Determinant

Oct 26, 2020
6 min read
Mar 11, 2022 15:59 UTC
The determinant is a very important concept for square matrices, and its properties are key to various other notions such as block matrices and matrix inverses.
A box of keys.
A box of keys.

The determinant is a concept about a square matrix $\boldsymbol{A}$, denoted $|\boldsymbol{A}|$ or $\det(\boldsymbol{A})$. It’s a scalar value that can be computed from the matrix.

For a $2 \times 2$ matrix, the determinant may be defined as

$$ \boldsymbol{A} = \begin{pmatrix} a & b \\ c & d \end{pmatrix}, \quad |\boldsymbol{A}| = ad - bc $$

For matrices of higher dimensions, we’ll need to first introduce some other concepts.

Definitions

Let $\boldsymbol{A}$ be an $n \times n$ matrix. The submatrix $\boldsymbol{A}_{-i, -j}$ is an $(n-1) \times (n-1)$ matrix by deleting the $i$-th row and $j$-th column from $\boldsymbol{A}$. For example,

$$ \boldsymbol{A} = \begin{pmatrix} 1 & 2 & 3 \\ 4 & 5 & 6 \\ 7 & 8 & 9 \end{pmatrix}, \quad \boldsymbol{A}_{-1, -1} = \begin{pmatrix} 5 & 6 \\ 8 & 9 \end{pmatrix}, \quad \boldsymbol{A}_{-2, -3} = \begin{pmatrix} 1 & 2 \\ 7 & 8 \end{pmatrix} $$

We can define a submatrix for each $a_{ij}$. We can also find the co-factor for each $a_{ij}$:

$$ A_{ij} = (-1)^{i+j} \det(\boldsymbol{A}_{-i, -j}) $$

For example, the co-factor of $a_{11}$ is

$$ A_{11} = (-1)^2 \det \begin{pmatrix} 5 & 6 \\ 8 & 9 \end{pmatrix} = 45 - 48 = -3 $$

Now we can formally define the determinant to be

$$ |\boldsymbol{A}| = \det(\boldsymbol{A}) = \sum_{i=1}^n a_{ij}A_{ij}, $$

where $a_{ij}$ is an element of matrix $\boldsymbol{A}$, and $A_{ij}$ is the co-factor of $a_{ij}$. The determinant is a function of $j$ for some fixed $j$, which means we can pick any column of $\boldsymbol{A}$ and the result would be the same. Usually we use the column with the most zeros to simplify the calculation.
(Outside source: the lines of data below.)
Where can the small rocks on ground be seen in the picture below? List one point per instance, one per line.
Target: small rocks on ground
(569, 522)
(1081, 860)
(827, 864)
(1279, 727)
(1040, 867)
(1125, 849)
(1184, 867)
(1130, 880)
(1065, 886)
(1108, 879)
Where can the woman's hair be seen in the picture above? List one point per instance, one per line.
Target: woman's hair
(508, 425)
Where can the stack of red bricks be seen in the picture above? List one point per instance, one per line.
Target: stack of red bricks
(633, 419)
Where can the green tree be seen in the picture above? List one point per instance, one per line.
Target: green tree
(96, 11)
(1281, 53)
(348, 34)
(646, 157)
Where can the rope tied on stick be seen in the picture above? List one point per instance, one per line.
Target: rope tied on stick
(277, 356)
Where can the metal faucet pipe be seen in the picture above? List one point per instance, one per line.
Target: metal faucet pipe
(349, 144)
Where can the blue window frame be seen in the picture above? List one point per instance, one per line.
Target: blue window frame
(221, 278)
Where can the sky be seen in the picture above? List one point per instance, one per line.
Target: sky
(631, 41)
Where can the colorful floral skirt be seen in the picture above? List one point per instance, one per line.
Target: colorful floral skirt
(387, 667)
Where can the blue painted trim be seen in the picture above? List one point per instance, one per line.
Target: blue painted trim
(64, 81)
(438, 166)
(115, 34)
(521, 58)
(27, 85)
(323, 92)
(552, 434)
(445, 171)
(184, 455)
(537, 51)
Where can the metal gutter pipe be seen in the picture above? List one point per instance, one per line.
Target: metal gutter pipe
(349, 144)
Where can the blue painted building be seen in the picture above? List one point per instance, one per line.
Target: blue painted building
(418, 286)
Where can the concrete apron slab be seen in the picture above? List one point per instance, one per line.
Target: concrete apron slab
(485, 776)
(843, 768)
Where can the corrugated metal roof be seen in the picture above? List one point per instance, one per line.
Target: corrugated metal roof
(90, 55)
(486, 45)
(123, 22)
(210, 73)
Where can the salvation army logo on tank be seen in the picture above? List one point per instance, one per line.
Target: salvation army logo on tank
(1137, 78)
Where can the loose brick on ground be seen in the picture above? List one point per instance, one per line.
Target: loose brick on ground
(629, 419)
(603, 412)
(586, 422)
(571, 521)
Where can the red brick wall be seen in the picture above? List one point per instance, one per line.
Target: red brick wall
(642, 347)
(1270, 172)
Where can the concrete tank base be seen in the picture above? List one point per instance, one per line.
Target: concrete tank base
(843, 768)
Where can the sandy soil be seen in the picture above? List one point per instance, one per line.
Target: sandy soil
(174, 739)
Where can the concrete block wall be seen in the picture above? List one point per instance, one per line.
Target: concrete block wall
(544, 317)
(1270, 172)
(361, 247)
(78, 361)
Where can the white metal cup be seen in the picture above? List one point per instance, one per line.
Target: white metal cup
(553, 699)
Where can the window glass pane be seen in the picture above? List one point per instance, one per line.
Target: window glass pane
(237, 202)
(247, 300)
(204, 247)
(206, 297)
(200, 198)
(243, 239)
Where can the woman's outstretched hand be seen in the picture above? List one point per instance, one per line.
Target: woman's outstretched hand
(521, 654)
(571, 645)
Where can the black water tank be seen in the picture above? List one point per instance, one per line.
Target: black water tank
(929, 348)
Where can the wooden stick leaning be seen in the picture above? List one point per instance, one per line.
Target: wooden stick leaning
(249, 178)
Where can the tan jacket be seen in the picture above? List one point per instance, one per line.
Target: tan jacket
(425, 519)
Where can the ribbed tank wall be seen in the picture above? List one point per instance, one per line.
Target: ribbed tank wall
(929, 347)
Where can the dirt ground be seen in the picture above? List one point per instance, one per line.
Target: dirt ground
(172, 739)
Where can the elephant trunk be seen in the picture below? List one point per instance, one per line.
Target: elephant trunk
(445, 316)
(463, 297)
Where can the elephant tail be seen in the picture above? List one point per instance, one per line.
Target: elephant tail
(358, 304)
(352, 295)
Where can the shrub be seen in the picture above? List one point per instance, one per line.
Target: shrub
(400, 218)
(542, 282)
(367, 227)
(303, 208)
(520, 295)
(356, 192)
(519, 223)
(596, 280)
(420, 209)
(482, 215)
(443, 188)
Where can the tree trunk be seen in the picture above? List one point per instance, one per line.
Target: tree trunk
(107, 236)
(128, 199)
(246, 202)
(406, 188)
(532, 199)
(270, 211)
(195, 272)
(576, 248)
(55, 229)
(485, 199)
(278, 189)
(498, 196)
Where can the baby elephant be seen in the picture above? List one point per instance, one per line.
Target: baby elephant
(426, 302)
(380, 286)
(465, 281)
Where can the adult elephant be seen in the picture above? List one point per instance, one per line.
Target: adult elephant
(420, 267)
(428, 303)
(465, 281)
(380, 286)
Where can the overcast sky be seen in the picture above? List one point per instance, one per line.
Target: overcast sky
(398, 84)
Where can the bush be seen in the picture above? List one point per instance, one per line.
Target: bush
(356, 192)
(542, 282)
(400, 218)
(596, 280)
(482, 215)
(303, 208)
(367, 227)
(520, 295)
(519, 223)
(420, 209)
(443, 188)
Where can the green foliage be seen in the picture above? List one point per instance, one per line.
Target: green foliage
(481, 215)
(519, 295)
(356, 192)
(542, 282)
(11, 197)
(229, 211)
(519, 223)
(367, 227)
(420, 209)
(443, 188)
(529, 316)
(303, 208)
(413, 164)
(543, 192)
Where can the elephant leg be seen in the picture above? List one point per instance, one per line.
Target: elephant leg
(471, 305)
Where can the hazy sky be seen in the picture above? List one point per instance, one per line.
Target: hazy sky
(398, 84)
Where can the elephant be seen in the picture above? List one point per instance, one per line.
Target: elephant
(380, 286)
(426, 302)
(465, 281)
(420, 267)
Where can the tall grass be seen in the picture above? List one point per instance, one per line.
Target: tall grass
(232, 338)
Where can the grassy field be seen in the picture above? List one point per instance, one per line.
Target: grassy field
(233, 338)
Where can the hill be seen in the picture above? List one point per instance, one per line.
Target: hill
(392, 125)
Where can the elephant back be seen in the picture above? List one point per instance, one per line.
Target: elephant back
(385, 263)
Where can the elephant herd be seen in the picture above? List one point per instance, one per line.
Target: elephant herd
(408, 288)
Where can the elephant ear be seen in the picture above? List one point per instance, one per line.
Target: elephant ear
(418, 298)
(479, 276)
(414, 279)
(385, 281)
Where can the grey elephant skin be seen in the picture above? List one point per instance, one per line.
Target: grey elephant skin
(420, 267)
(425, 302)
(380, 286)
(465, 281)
Alternatively, we may use any row of $\boldsymbol{A}$ to calculate the determinant:

$$ |\boldsymbol{A}| = \sum_{j=1}^n a_{ij}A_{ij} \quad \text{for any fixed }i $$

Calculation of determinant

Suppose

$$ \boldsymbol{A} = \begin{pmatrix} 1 & 1 & 3 \\ 1 & 0 & 2 \\ 1 & -1 & 1 \end{pmatrix} $$

To find its determinant, we may use the second row since it contains a zero:

$$ \begin{aligned} |\boldsymbol{A}| &= a_{21}A_{21} + a_{22}A_{22} + a_{23}A_{23} \\ &= 1 \times (-1)^3 \det \begin{pmatrix} 1 & 3 \\ -1 & 1 \end{pmatrix} + 2 \times (-1)^5 \det \begin{pmatrix} 1 & 1 \\ 1 & -1 \end{pmatrix} \\ &= -(1 + 3) - 2(-1 - 1) \\ &= -4 + 4 = 0 \end{aligned} $$

Properties of the determinant

Knowing how to calculate the determinant is far less important than knowing its properties. For larger matrices we almost always use software to find the deterinant.

  1. $|\boldsymbol{A}| = |\boldsymbol{A}’|$.

  2. If two rows (columns) are identical, then the determinant is zero.

  3. If $\boldsymbol{A}$ is non-singular, it’s equivalent to $|\boldsymbol{A}| \neq 0$.

  4. If two rows (columns) are exchanged, the sign of the determinant changes, i.e. $|\boldsymbol{A}| \rightarrow -|\boldsymbol{A}|$.

  5. $|\boldsymbol{AB}| = |\boldsymbol{A}| |\boldsymbol{B}|$.

  6. Because of (5), we also have $|\boldsymbol{AB}| = |\boldsymbol{BA}|$.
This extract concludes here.